Celery also supports pub/sub, and other topologies.

>So can your celery workers. It happened to me many times.

With the major difference that your tasks can be redelivered to a different worker, and so will complete anyway.

>Well, the main point of the article is that celery is solving >the GIL. It's not, it's bypassing it

I was agreeing with you there, but I guess my reply was not clear on that. I just wanted to point out some inaccuracies in your reply.

>coroutines and multiprocessing

Be careful using the multiprocessing module, it has some very serious bugs. I've spent the last 4 years rewriting parts of it for Celery

2 comments

>Be careful using the multiprocessing module, it has some very serious bugs. I've spent the last 4 years rewriting parts of it for Celery

I regretted this as soon as I submitted it. I would hate for someone to do the same thing to my projects so I should know better. I've written about it before, but realize that you probably have not read it :)

I really like the multiprocessing library, it helped me start Celery in the first place. What it tries to solve is actually very very complicated, and you would have to test it on production systems for years to be sure it works, and I think Celery was the app that did that testing. I contributed some fixes back into Python, but most of it is not merged upstream.

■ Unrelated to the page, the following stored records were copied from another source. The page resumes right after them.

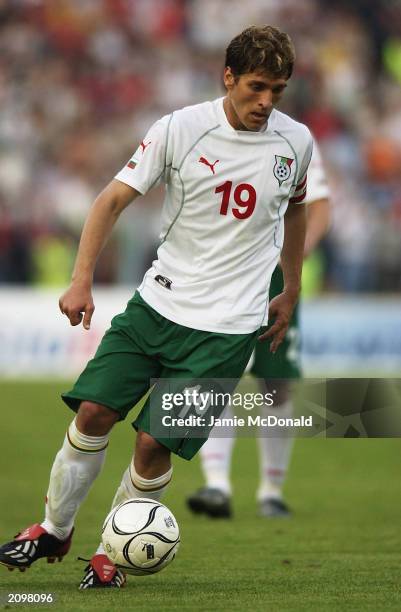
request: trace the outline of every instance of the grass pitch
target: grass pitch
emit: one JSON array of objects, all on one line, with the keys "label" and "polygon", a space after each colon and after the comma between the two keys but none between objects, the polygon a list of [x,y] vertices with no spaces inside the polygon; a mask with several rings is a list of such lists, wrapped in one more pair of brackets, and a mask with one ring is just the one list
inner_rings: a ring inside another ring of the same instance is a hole
[{"label": "grass pitch", "polygon": [[[58,399],[62,383],[0,383],[0,540],[40,521],[50,465],[71,420]],[[9,593],[54,593],[50,610],[321,611],[401,608],[401,440],[302,439],[295,445],[288,502],[291,519],[257,517],[255,440],[234,451],[235,517],[196,518],[185,497],[202,483],[198,460],[176,459],[163,500],[182,544],[154,576],[129,577],[121,591],[80,592],[85,563],[133,446],[128,421],[116,426],[106,466],[84,503],[71,553],[60,564],[39,561],[25,573],[0,567],[0,609]],[[43,609],[43,605],[40,606]]]}]

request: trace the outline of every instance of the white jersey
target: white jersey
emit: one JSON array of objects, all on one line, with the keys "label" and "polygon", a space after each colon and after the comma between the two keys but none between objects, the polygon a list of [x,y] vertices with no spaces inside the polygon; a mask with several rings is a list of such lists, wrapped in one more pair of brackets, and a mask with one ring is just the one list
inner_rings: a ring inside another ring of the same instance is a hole
[{"label": "white jersey", "polygon": [[139,292],[187,327],[251,333],[267,323],[288,202],[303,203],[308,128],[273,110],[237,131],[223,98],[157,121],[116,179],[142,194],[163,181],[161,244]]},{"label": "white jersey", "polygon": [[328,199],[329,197],[330,189],[327,183],[322,157],[316,140],[314,140],[312,158],[308,168],[308,187],[306,190],[305,204],[310,204],[317,200]]}]

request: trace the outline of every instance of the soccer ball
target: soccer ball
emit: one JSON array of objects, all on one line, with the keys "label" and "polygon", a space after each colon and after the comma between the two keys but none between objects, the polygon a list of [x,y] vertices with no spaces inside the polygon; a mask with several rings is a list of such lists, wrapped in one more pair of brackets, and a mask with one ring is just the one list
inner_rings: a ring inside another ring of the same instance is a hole
[{"label": "soccer ball", "polygon": [[171,563],[180,545],[180,531],[166,506],[140,497],[112,509],[103,524],[102,541],[116,567],[146,576]]}]

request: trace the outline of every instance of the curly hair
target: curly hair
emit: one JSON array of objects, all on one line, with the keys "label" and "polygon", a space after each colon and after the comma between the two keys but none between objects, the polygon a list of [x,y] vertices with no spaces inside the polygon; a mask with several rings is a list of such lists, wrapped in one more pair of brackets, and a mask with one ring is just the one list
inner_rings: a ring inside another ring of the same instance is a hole
[{"label": "curly hair", "polygon": [[295,49],[288,34],[274,26],[253,25],[232,39],[225,65],[235,77],[260,71],[274,78],[289,79],[294,62]]}]

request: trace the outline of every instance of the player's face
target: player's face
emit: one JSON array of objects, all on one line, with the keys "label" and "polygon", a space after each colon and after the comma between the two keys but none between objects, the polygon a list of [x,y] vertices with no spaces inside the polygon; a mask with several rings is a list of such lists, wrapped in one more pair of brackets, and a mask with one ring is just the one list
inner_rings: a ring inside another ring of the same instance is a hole
[{"label": "player's face", "polygon": [[224,110],[236,130],[258,132],[269,118],[287,87],[284,78],[271,78],[264,72],[248,72],[235,78],[229,67],[224,70],[227,97]]}]

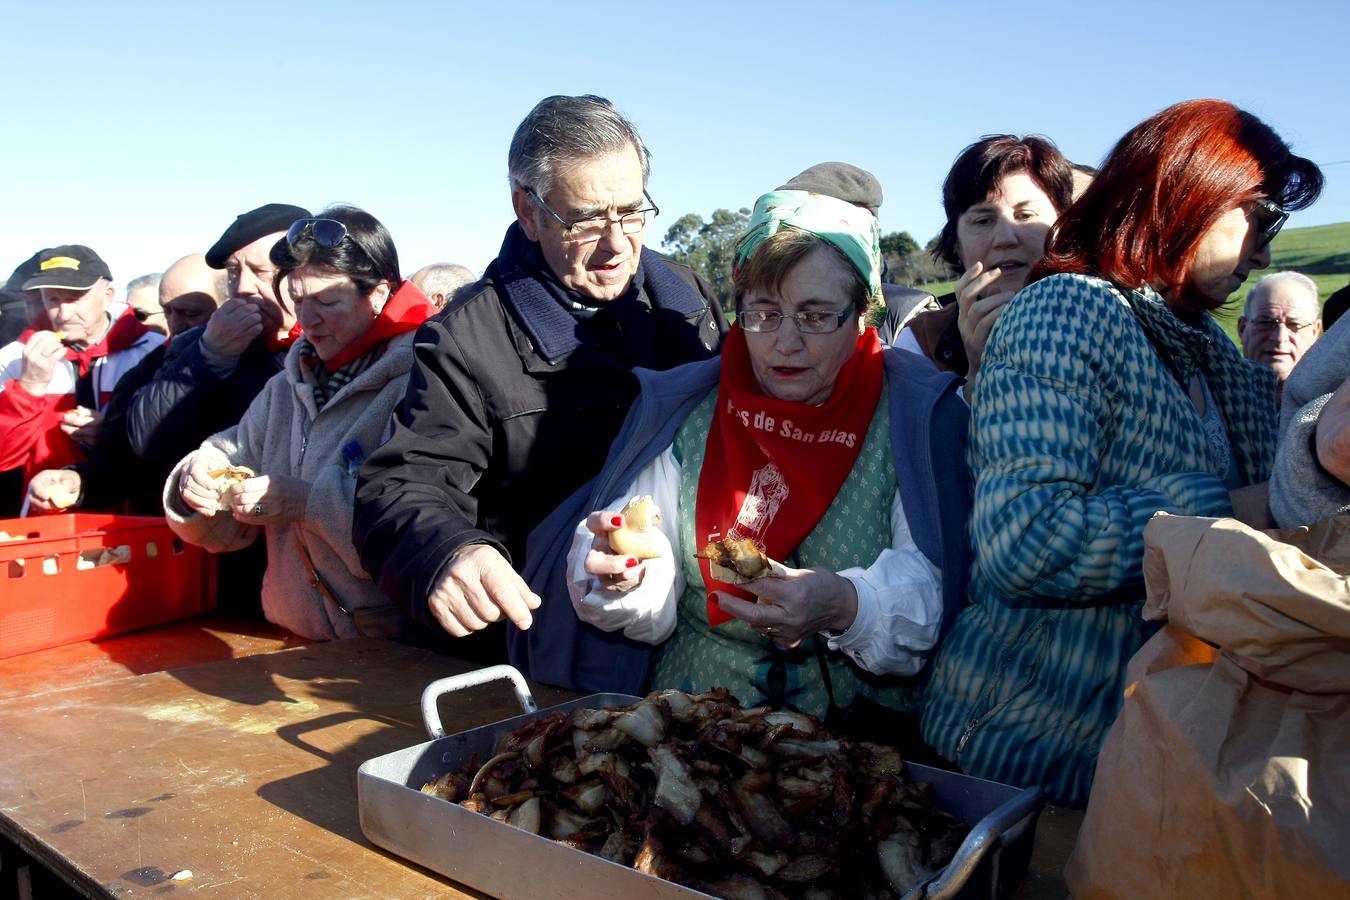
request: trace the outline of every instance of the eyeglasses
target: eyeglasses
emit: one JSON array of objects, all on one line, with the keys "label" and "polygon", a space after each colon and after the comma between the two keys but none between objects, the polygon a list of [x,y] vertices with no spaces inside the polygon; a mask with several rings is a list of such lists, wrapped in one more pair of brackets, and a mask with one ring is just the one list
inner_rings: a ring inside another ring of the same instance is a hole
[{"label": "eyeglasses", "polygon": [[1264,197],[1253,200],[1252,206],[1252,218],[1256,220],[1256,227],[1260,229],[1256,233],[1256,249],[1261,250],[1275,240],[1275,235],[1280,233],[1280,229],[1289,219],[1289,213]]},{"label": "eyeglasses", "polygon": [[163,310],[141,309],[139,306],[131,310],[131,314],[136,317],[137,322],[146,322],[156,316],[164,315]]},{"label": "eyeglasses", "polygon": [[320,247],[336,247],[351,235],[347,226],[337,219],[296,219],[286,231],[286,246],[294,249],[296,241],[308,233]]},{"label": "eyeglasses", "polygon": [[1285,328],[1289,329],[1290,334],[1298,334],[1303,329],[1313,325],[1316,321],[1316,319],[1311,322],[1298,322],[1294,319],[1252,319],[1251,325],[1253,328],[1259,328],[1262,331],[1274,331],[1276,328],[1283,325]]},{"label": "eyeglasses", "polygon": [[562,226],[562,230],[567,235],[568,240],[577,244],[588,244],[591,241],[600,240],[600,238],[605,236],[605,232],[609,231],[610,227],[615,224],[618,224],[619,230],[624,234],[637,234],[647,226],[648,216],[655,217],[661,215],[661,210],[657,207],[656,201],[651,198],[650,194],[643,191],[642,196],[646,198],[651,206],[620,213],[617,219],[611,219],[608,216],[595,216],[589,219],[577,219],[576,221],[569,222],[555,213],[549,205],[544,202],[544,198],[534,192],[533,188],[530,189],[529,194],[530,199],[539,204],[540,209],[552,216],[553,221]]},{"label": "eyeglasses", "polygon": [[844,323],[853,316],[853,313],[852,307],[838,313],[807,310],[806,312],[791,314],[763,309],[744,309],[736,314],[736,324],[741,326],[742,331],[748,331],[751,334],[763,334],[768,331],[777,331],[778,326],[783,324],[784,319],[792,319],[797,323],[797,330],[802,334],[829,334],[843,328]]}]

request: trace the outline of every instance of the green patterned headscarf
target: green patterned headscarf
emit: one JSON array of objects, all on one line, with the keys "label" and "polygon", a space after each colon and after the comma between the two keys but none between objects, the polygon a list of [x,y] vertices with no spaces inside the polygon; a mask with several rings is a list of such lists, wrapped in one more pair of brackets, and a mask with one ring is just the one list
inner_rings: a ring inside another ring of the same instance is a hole
[{"label": "green patterned headscarf", "polygon": [[750,226],[736,243],[734,277],[759,245],[782,228],[814,234],[844,252],[867,282],[872,301],[881,300],[881,229],[865,209],[808,191],[770,191],[755,201]]}]

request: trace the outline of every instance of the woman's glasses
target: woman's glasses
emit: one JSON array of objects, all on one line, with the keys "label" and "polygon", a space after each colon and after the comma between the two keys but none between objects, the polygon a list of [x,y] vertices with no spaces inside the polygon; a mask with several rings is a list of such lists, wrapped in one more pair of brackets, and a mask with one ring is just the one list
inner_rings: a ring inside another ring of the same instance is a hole
[{"label": "woman's glasses", "polygon": [[286,245],[293,249],[296,241],[306,234],[313,236],[314,243],[320,247],[328,248],[336,247],[350,237],[347,226],[336,219],[296,219],[286,232]]},{"label": "woman's glasses", "polygon": [[1256,249],[1260,250],[1275,240],[1275,235],[1280,233],[1284,223],[1289,219],[1289,213],[1280,209],[1274,203],[1264,197],[1260,200],[1252,201],[1252,218],[1256,220]]},{"label": "woman's glasses", "polygon": [[838,313],[807,310],[791,314],[776,310],[743,309],[736,314],[736,324],[741,326],[742,331],[763,334],[766,331],[777,331],[784,319],[791,319],[797,323],[797,330],[802,334],[829,334],[843,328],[844,323],[852,315],[853,307]]}]

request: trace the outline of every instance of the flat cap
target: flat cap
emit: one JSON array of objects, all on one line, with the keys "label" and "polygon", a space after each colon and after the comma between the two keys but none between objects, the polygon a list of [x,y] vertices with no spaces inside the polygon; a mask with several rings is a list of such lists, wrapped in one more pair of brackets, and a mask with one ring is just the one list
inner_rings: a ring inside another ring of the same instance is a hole
[{"label": "flat cap", "polygon": [[874,216],[881,209],[881,182],[866,169],[846,162],[816,163],[778,190],[824,194],[861,206]]}]

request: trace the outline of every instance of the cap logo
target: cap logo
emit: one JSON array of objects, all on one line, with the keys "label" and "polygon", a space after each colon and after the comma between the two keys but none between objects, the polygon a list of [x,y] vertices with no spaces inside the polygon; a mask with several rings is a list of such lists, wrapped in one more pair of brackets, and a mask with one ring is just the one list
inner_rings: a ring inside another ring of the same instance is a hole
[{"label": "cap logo", "polygon": [[39,266],[42,271],[48,269],[79,269],[80,261],[69,256],[53,256],[51,259],[44,259]]}]

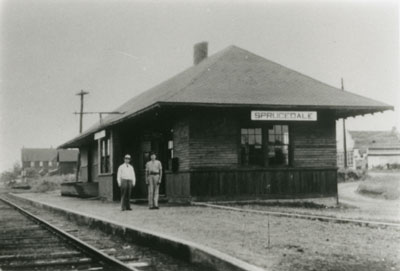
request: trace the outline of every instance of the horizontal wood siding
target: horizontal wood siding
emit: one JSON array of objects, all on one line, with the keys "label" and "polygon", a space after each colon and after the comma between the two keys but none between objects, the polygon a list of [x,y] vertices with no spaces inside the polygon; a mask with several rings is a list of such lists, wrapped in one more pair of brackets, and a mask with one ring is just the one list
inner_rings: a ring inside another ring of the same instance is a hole
[{"label": "horizontal wood siding", "polygon": [[190,172],[190,192],[200,199],[333,196],[336,169],[198,170]]},{"label": "horizontal wood siding", "polygon": [[224,113],[194,115],[190,122],[190,168],[238,164],[238,122]]},{"label": "horizontal wood siding", "polygon": [[336,167],[334,119],[293,123],[290,132],[294,167]]},{"label": "horizontal wood siding", "polygon": [[189,169],[189,124],[187,120],[177,121],[173,126],[174,157],[179,158],[179,169]]}]

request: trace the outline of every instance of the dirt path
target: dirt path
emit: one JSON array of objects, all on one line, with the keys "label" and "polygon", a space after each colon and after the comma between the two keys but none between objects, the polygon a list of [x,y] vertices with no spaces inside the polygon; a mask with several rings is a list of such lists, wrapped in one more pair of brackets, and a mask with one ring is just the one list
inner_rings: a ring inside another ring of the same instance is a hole
[{"label": "dirt path", "polygon": [[360,183],[339,184],[339,202],[357,207],[360,213],[372,218],[400,222],[400,200],[375,199],[360,195],[356,192]]}]

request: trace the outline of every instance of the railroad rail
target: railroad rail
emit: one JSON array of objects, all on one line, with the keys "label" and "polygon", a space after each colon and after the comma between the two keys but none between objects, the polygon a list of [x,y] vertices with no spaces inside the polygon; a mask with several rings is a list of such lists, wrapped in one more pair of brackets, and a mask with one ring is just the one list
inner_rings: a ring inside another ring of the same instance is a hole
[{"label": "railroad rail", "polygon": [[253,213],[259,215],[271,215],[271,216],[280,216],[280,217],[291,217],[291,218],[300,218],[300,219],[308,219],[308,220],[318,220],[322,222],[333,222],[333,223],[348,223],[359,226],[368,226],[368,227],[396,227],[400,228],[400,223],[394,222],[381,222],[381,221],[372,221],[372,220],[362,220],[362,219],[350,219],[350,218],[339,218],[333,216],[324,216],[324,215],[312,215],[312,214],[298,214],[292,212],[278,212],[278,211],[261,211],[261,210],[252,210],[246,208],[237,208],[231,206],[224,206],[212,203],[204,203],[204,202],[192,202],[194,206],[200,207],[208,207],[214,209],[235,211],[241,213]]},{"label": "railroad rail", "polygon": [[0,198],[0,270],[134,270]]}]

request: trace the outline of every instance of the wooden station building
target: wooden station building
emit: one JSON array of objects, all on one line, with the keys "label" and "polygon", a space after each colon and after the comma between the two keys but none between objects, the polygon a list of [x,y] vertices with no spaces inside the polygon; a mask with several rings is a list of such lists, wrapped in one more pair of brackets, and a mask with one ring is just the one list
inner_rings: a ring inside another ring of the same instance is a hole
[{"label": "wooden station building", "polygon": [[393,110],[235,46],[207,51],[196,44],[192,67],[60,146],[79,148],[83,185],[118,200],[117,168],[130,154],[132,197],[146,198],[155,151],[169,200],[336,196],[335,121]]}]

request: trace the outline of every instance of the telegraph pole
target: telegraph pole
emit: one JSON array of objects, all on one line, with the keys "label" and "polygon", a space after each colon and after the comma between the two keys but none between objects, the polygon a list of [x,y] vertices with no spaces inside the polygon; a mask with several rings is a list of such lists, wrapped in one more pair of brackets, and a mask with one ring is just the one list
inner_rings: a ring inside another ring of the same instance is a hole
[{"label": "telegraph pole", "polygon": [[83,122],[83,97],[85,95],[89,94],[88,91],[83,91],[81,90],[80,92],[78,92],[76,95],[77,96],[81,96],[81,111],[79,113],[80,117],[79,117],[79,133],[82,133],[82,122]]},{"label": "telegraph pole", "polygon": [[[344,91],[344,84],[342,78],[342,90]],[[343,117],[343,154],[344,154],[344,168],[347,168],[347,144],[346,144],[346,121]]]},{"label": "telegraph pole", "polygon": [[[84,96],[89,94],[88,91],[83,91],[81,90],[80,92],[78,92],[76,95],[77,96],[81,96],[81,111],[80,111],[80,118],[79,118],[79,133],[82,134],[82,122],[83,122],[83,99]],[[75,175],[75,181],[78,182],[79,181],[79,171],[81,169],[81,152],[79,150],[78,153],[78,160],[76,161],[76,175]]]}]

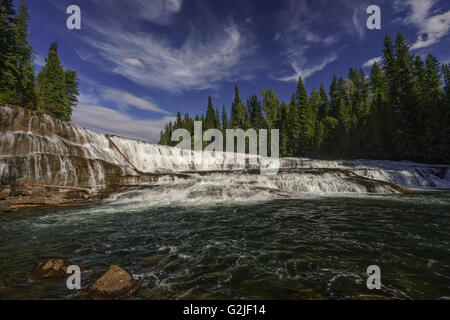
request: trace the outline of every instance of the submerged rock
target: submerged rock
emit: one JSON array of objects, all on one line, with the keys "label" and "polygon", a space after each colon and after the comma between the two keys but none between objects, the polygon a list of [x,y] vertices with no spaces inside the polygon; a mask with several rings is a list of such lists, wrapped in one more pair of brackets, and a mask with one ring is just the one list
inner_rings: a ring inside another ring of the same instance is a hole
[{"label": "submerged rock", "polygon": [[113,265],[86,294],[88,299],[126,299],[139,290],[139,283],[125,270]]},{"label": "submerged rock", "polygon": [[10,212],[11,210],[12,209],[8,201],[0,201],[0,213]]},{"label": "submerged rock", "polygon": [[67,268],[73,265],[63,259],[49,259],[38,262],[32,273],[40,278],[62,278],[67,276]]}]

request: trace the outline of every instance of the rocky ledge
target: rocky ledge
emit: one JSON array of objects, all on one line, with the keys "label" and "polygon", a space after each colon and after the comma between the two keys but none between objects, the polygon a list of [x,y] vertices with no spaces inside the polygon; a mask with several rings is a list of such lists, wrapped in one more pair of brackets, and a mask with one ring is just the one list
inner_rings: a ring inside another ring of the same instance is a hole
[{"label": "rocky ledge", "polygon": [[0,213],[42,207],[96,205],[103,196],[83,188],[30,184],[0,184]]}]

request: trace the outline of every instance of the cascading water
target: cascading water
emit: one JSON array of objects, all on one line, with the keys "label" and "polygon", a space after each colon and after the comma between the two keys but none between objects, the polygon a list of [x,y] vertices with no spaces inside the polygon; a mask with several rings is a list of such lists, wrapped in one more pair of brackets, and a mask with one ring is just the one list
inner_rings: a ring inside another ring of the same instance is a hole
[{"label": "cascading water", "polygon": [[[245,168],[227,163],[226,153],[196,154],[110,137],[19,107],[1,107],[0,119],[2,180],[98,189],[111,184],[142,184],[156,179],[158,185],[161,179],[164,181],[163,175],[150,179],[139,172],[203,172],[181,182],[187,188],[186,197],[192,198],[201,193],[202,186],[205,192],[215,190],[211,197],[219,198],[399,192],[393,183],[411,188],[450,188],[450,169],[445,165],[285,158],[280,159],[277,175],[263,176],[237,171]],[[198,156],[202,161],[196,161]],[[246,167],[257,169],[259,162],[257,159],[251,165],[247,158]]]}]

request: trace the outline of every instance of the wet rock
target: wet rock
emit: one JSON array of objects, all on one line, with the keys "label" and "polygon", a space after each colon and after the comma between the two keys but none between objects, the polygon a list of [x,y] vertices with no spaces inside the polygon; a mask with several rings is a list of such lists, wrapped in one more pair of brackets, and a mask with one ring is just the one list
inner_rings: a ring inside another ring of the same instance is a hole
[{"label": "wet rock", "polygon": [[5,200],[8,199],[11,195],[11,188],[5,187],[0,191],[0,199]]},{"label": "wet rock", "polygon": [[141,264],[151,267],[151,266],[158,264],[164,257],[165,257],[165,255],[163,255],[163,254],[155,254],[151,257],[148,257],[144,261],[142,261]]},{"label": "wet rock", "polygon": [[12,208],[8,201],[0,201],[0,213],[11,212]]},{"label": "wet rock", "polygon": [[73,263],[63,259],[49,259],[38,262],[32,274],[40,278],[61,278],[67,276],[67,268]]},{"label": "wet rock", "polygon": [[87,299],[127,299],[137,290],[139,283],[125,270],[113,265],[94,284],[86,294]]},{"label": "wet rock", "polygon": [[175,297],[175,293],[166,287],[156,287],[145,292],[145,300],[170,300]]}]

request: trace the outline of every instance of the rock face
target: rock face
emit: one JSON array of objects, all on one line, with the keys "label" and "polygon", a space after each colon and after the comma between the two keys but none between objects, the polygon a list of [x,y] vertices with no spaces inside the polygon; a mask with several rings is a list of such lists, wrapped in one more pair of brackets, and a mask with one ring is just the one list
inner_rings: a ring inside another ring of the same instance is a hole
[{"label": "rock face", "polygon": [[61,278],[67,276],[67,268],[73,263],[63,259],[49,259],[38,262],[32,273],[40,278]]},{"label": "rock face", "polygon": [[125,270],[113,265],[87,290],[88,299],[126,299],[139,290],[139,283]]}]

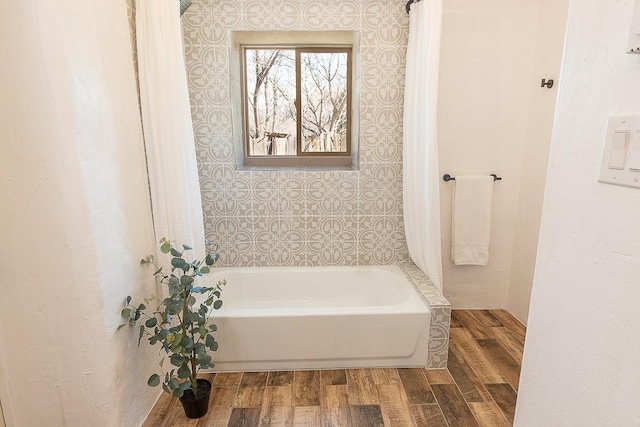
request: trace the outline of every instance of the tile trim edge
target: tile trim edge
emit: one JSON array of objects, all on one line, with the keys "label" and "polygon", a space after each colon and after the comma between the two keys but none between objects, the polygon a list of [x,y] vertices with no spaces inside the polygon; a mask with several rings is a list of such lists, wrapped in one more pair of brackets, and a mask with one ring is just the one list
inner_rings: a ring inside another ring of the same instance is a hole
[{"label": "tile trim edge", "polygon": [[399,261],[398,266],[431,310],[429,351],[425,366],[427,369],[446,368],[449,353],[451,303],[413,261]]}]

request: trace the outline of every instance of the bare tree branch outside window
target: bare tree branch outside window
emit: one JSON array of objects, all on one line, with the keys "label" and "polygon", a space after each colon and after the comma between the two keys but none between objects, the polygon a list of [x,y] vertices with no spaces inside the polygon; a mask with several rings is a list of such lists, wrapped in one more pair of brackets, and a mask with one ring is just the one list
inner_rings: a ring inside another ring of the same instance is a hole
[{"label": "bare tree branch outside window", "polygon": [[348,49],[245,49],[250,156],[350,151],[349,54]]}]

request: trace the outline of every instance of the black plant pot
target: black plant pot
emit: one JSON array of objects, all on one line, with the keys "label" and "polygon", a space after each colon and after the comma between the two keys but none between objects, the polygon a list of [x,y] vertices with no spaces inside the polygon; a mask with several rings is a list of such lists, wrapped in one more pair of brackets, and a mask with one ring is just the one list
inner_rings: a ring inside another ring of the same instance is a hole
[{"label": "black plant pot", "polygon": [[209,410],[209,395],[211,394],[211,382],[198,378],[196,394],[187,389],[180,398],[187,418],[200,418]]}]

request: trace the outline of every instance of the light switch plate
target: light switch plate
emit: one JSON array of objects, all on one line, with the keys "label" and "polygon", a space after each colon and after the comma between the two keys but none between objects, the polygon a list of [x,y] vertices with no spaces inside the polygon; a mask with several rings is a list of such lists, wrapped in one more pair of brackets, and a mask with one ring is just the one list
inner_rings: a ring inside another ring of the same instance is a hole
[{"label": "light switch plate", "polygon": [[640,114],[609,117],[598,181],[640,188],[639,147]]}]

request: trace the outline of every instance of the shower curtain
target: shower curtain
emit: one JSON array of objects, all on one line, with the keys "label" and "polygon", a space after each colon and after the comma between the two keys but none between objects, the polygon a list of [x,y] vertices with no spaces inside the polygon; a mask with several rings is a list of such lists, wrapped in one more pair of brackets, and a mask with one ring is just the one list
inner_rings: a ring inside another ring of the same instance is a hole
[{"label": "shower curtain", "polygon": [[[204,225],[180,4],[137,0],[140,105],[156,237],[204,255]],[[194,258],[195,258],[194,256]]]},{"label": "shower curtain", "polygon": [[405,77],[404,223],[409,255],[442,289],[437,146],[441,0],[411,4]]}]

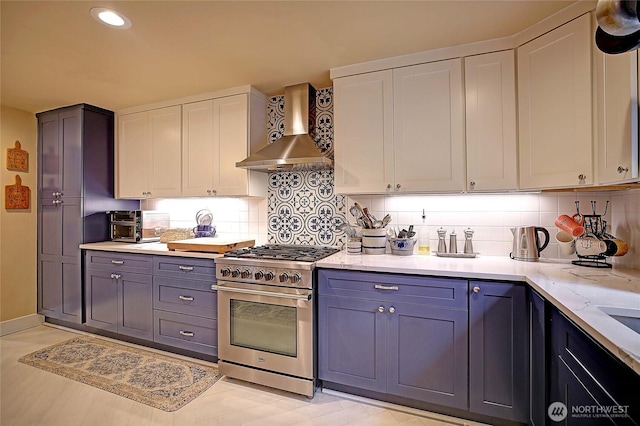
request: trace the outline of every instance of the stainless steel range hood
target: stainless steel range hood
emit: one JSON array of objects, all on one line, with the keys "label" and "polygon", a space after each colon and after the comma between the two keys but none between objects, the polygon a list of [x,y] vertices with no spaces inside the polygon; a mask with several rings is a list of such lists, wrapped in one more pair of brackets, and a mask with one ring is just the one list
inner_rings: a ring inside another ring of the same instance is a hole
[{"label": "stainless steel range hood", "polygon": [[284,91],[284,136],[267,144],[236,167],[259,171],[316,170],[333,167],[309,136],[315,123],[316,89],[309,83],[287,86]]}]

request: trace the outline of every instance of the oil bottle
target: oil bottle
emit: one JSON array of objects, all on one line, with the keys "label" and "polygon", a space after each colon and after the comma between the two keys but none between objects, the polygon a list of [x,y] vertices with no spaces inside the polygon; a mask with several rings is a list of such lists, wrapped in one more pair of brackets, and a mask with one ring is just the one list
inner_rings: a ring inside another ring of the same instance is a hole
[{"label": "oil bottle", "polygon": [[422,224],[418,228],[418,254],[431,254],[429,248],[429,228],[427,227],[427,215],[422,209]]}]

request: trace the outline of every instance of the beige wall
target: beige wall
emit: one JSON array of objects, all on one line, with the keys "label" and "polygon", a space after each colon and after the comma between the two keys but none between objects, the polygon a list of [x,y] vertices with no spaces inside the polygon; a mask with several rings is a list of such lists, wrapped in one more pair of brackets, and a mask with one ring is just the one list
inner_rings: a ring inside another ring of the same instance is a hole
[{"label": "beige wall", "polygon": [[[33,114],[2,107],[2,208],[0,210],[0,321],[7,321],[36,312],[36,175],[37,121]],[[29,153],[29,170],[7,170],[7,149],[20,141]],[[13,185],[15,176],[31,189],[29,210],[7,210],[4,187]]]}]

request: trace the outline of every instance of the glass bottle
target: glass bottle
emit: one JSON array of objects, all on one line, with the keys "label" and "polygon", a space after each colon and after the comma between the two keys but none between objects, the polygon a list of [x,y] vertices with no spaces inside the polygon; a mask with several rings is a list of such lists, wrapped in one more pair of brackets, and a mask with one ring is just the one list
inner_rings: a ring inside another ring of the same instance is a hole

The most complicated issue I had to solve was that multiprocessing.Pool uses POSIX semaphores to share pipes between processes (that's how the pool processes receive jobs, and the parent receive results). If a child process is killed before releasing that semaphore you have a deadlock that's tricky, if not impossible to solve. So I rewrote the pool to use async I/O instead, which also had the side effect of drastically improving performance (no locks). Sadly I'm not sure how to implement that on Windows, so it's unlikely to be merged upstream. Other fixes and features used by Celery is available in our billiard (on PyPI) fork of multiprocessing, but the async pool is not part of that yet as it currently depends on code in celery that does not fit in billiard (it should be rewritten to use asyncio now).

You can claim to replace Celery using a small layer on top of async I/O, or claim to replace Celery with a simple Redis list operation, but I think that's unfair to all the work that went into Celery, and the other features Celery implements like monitoring, workflows, and a large list of other things that you don't immediately think of when starting a project. It keeps a repository of these patterns for the Python community, and even something like crossbar.io could be supported as a transport.

I would never claim that you can use "a small layer on top of asyncio to replace celery". I've read celery codebase, it's very, very thorough. Also in the future, I may even try to integrate celery in the asyncio event loop so I don't have to start a separate process.
Hi asksol. I'll take this opportunity for publicly thanking your for all the help you give on IRC on your celery project. You saved my ass a lot of time. You rock.